What I most wish is that next to the photograph that accompanies this text could be written: Here will be born the university of tomorrow. The one where Diversity, Equity and Inclusion will be fully respected.
We are witnessing an increasing number of neurodivergent people in Higher Education Institutions. But it is also true that they continue to experience an equally growing number of difficulties. But we should not think that these difficulties are only related to the adaptation needs that may derive from some of the characteristics of neurodivergent people. We are also talking a lot about the prejudices and preconceptions regarding people belonging to this group. And that are held by their neurotypical peers but also by some of the teachers and university officials.
By neurodivergent we mean people with a diagnosis of Autism Spectrum Disorder, Attention Deficit Hyperactivity Disorder or Specific Learning Disorder, among others.
More and more neurodivergent students and others who understand this importance are advocating for the creation of a University that integrates a paradigm of Diversity, Equity and Inclusion. Like all those who have and continue to demand the implementation of a Universal Design of Learning. It is no longer enough to say that we are pro-diversity and that we want equity among university students or that we defend their inclusion. It is vital that we can transform these ideas and ideals into observable practices that translate into real change for people and that translate into the possibility of everyone being able to carry out their life projects.
It is not enough to make available a support office for the student and to allocate a set of technicians, normally in the areas of psychology and social service. It is fundamental to train these technicians with a different way of being, being and doing, which is desired for all the students. And to be able to think that many students themselves have various difficulties in going to these same places and presenting their questions. And it is not because they do not have them and need to resolve them. It's because they don't feel that these same spaces can be adapted and built with them in mind. And in order for this to happen, be it in the student support offices, but also in any space of the university itself, it is fundamental to involve neurodivergent people to think together in the construction of these spaces.
Because if we think that universities are prior to neurodivergent people, we will probably be wrong. And it's most likely that they both emerged at precisely the same time.
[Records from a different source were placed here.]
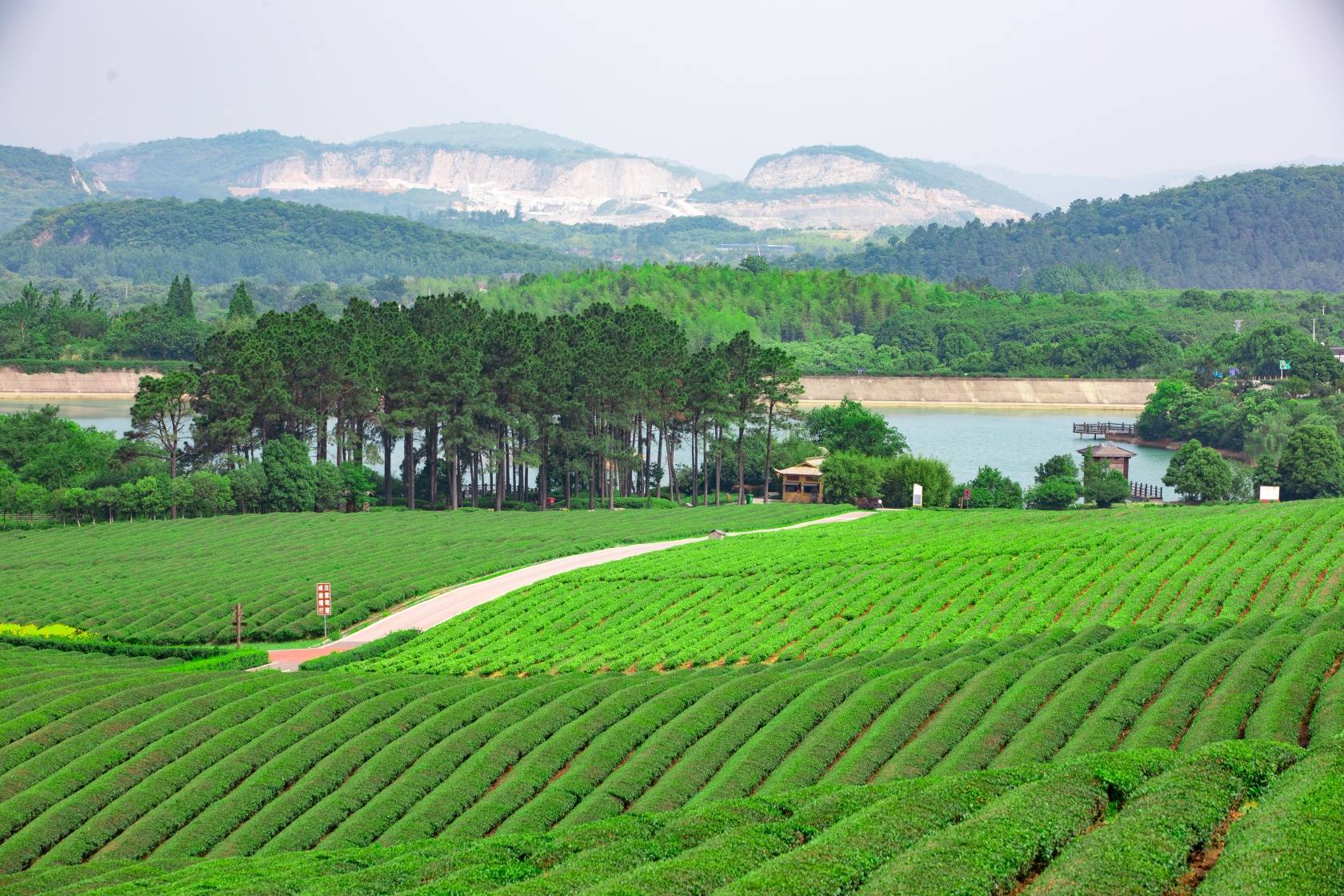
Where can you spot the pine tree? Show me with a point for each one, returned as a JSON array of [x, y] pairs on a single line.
[[187, 302], [241, 304]]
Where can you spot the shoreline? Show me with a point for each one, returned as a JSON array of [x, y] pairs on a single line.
[[952, 393], [974, 406], [66, 397]]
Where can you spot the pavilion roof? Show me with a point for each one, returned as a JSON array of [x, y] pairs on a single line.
[[1106, 450]]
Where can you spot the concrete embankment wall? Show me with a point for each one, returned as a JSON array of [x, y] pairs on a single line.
[[877, 390], [978, 391], [93, 385]]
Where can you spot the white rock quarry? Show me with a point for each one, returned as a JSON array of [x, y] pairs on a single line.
[[808, 188], [879, 199], [484, 182]]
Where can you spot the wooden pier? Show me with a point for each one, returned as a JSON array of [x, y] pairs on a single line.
[[1105, 430], [1144, 492]]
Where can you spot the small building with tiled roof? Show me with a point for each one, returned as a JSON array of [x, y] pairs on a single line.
[[802, 481], [1113, 456]]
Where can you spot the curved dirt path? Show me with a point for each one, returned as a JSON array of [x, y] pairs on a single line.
[[450, 602]]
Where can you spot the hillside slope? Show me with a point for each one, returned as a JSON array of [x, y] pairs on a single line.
[[1281, 227], [855, 187], [1085, 826], [31, 179], [231, 239], [122, 763], [925, 577], [478, 167], [150, 582], [468, 167]]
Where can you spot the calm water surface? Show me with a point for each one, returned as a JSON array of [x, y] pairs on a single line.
[[1015, 441]]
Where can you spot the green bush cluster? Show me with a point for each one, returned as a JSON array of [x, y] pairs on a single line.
[[110, 761], [176, 582], [899, 579], [363, 652]]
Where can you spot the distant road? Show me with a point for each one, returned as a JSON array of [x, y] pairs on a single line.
[[980, 391], [452, 602], [948, 391]]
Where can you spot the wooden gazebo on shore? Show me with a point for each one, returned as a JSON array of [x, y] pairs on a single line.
[[1112, 456], [802, 481]]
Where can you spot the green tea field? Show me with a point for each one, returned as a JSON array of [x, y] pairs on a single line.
[[899, 581], [1146, 700], [175, 582]]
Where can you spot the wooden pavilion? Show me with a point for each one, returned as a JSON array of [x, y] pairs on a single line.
[[802, 482], [1112, 456]]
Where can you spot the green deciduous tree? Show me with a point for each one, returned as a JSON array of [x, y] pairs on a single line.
[[1061, 465], [901, 473], [1312, 464], [162, 413], [290, 474], [1199, 473], [241, 306], [850, 426], [1055, 494], [848, 477], [990, 490]]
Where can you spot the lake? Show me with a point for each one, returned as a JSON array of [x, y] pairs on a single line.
[[1015, 441]]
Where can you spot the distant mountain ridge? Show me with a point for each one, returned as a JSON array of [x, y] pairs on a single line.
[[1278, 229], [486, 136], [855, 187], [218, 242], [31, 179], [1058, 191], [490, 167]]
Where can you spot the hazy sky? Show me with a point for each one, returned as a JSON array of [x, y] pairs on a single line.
[[1037, 85]]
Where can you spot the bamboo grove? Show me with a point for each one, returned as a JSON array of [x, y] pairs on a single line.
[[487, 403]]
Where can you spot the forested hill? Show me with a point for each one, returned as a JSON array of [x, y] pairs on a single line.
[[225, 241], [1280, 229], [31, 179]]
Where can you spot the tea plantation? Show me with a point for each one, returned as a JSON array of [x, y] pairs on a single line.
[[902, 579], [1146, 700], [174, 582]]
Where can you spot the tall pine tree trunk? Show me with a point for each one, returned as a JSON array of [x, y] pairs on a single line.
[[322, 437], [409, 464], [695, 468], [543, 476], [742, 431], [500, 469], [387, 468], [769, 423], [476, 477], [718, 465], [432, 462], [454, 473], [672, 490]]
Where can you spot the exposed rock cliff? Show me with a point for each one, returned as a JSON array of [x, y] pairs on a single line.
[[558, 179], [857, 188]]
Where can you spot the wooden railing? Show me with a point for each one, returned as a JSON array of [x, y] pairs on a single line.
[[1144, 492], [1104, 429]]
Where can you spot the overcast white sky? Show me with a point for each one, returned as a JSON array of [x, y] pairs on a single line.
[[1096, 87]]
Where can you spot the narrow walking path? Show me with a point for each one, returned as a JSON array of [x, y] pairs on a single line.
[[454, 601]]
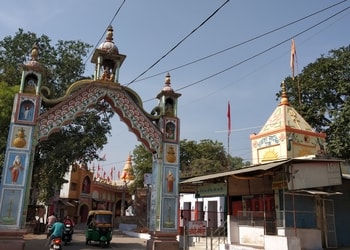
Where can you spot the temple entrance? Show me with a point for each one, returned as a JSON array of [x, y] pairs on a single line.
[[158, 131]]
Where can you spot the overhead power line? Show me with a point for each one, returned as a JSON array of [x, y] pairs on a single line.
[[173, 48], [241, 43], [104, 32], [258, 54]]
Neurodivergent people urgently need all those at the university to be able to think that these are not just people who need help and understanding. Neurodivergent people are people. And they are people who have applied to university and who want to pursue their dreams and projects in life. And no, they do not need colleagues, teachers and other more or less directly responsible people to judge them, to oppose them because they feel they are different, to evaluate them differently and to think that they are people who need help and understanding.
The daily life of a neurodivergent university student cannot be marked by increased levels of anxiety about not knowing what the next day of class or the one that has just started will be like. Of how many extra challenges he or she will have to overcome in order to stay in class without being able to have certain adaptations. And that when you think about these adaptations you have to subject the neurodivergent student to scrutiny as if he/she were requesting something that belongs to some whim of his/her. And that if this same adaptation is implemented, we may cause some kind of stir among neurotypical students and, as such, we must act carefully.
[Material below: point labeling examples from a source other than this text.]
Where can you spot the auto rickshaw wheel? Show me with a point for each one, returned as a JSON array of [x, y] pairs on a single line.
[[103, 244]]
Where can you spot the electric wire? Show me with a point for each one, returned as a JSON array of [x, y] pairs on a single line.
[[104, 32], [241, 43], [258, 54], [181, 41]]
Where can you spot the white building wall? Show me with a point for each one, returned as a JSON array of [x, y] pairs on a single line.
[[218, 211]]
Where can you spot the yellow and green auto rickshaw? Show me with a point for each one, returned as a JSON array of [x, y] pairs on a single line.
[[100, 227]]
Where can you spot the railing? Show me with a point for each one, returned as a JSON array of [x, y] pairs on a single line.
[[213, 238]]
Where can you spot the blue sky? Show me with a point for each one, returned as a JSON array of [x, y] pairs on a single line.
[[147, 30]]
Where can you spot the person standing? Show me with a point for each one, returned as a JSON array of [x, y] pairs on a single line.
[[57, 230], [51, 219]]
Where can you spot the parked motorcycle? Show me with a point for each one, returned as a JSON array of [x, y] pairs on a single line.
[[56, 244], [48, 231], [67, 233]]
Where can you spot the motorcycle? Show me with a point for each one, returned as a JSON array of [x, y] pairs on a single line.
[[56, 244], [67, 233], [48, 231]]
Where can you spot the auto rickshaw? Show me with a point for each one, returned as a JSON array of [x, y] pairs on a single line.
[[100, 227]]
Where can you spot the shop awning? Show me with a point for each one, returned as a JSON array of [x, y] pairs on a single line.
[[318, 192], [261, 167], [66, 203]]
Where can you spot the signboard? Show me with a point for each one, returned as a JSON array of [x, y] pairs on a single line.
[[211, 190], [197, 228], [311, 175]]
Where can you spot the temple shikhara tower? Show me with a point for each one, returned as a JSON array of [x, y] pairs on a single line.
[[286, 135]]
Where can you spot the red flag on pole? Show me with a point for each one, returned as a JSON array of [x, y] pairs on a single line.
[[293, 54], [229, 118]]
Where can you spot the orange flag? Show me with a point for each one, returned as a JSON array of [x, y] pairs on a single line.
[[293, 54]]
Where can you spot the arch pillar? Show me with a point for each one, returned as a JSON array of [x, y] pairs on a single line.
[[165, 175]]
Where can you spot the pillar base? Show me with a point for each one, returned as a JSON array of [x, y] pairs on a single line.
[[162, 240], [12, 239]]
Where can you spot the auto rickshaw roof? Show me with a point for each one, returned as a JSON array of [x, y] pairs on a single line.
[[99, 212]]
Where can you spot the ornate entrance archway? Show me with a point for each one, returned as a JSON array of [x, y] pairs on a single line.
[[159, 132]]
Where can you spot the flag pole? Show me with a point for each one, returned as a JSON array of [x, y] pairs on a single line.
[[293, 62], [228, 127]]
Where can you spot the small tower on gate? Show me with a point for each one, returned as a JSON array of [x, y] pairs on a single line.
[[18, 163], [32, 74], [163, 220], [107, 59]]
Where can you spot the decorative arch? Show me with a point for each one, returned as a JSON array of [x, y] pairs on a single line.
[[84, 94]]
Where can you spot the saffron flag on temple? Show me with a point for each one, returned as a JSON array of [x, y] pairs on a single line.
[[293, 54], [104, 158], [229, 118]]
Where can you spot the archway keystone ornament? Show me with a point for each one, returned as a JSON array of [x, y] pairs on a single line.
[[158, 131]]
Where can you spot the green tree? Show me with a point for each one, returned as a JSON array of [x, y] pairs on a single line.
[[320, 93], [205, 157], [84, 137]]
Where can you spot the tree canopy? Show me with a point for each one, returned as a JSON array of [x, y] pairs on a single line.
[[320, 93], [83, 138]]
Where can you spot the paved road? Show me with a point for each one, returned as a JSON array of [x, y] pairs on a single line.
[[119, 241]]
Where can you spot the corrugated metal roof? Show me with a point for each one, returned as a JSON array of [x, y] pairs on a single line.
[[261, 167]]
Very often a neurodivergent university student feels that what will happen at university is something similar to what happened in compulsory education. A set of bureaucracies to certify and justify the adaptation needs that derive from their characteristics. This leads this same student to feel that what is happening is his or her responsibility. Even though many of them go on repeating that the neurodivergent person is not to blame. But still he needs to justify the pertinence of the necessary adaptations. And even so, to be subjected to the scrutiny of some university teachers who say they will not implement these measures.
The university of tomorrow will be built by all and for all. And there is nothing romantic or idyllic in this thinking. If universities are participated from the conceptualisation stage by neurodivergent people and if these people are also in decision-making positions, certainly the plans for these Higher Education Institutions will be designed from the ground up by all and for all.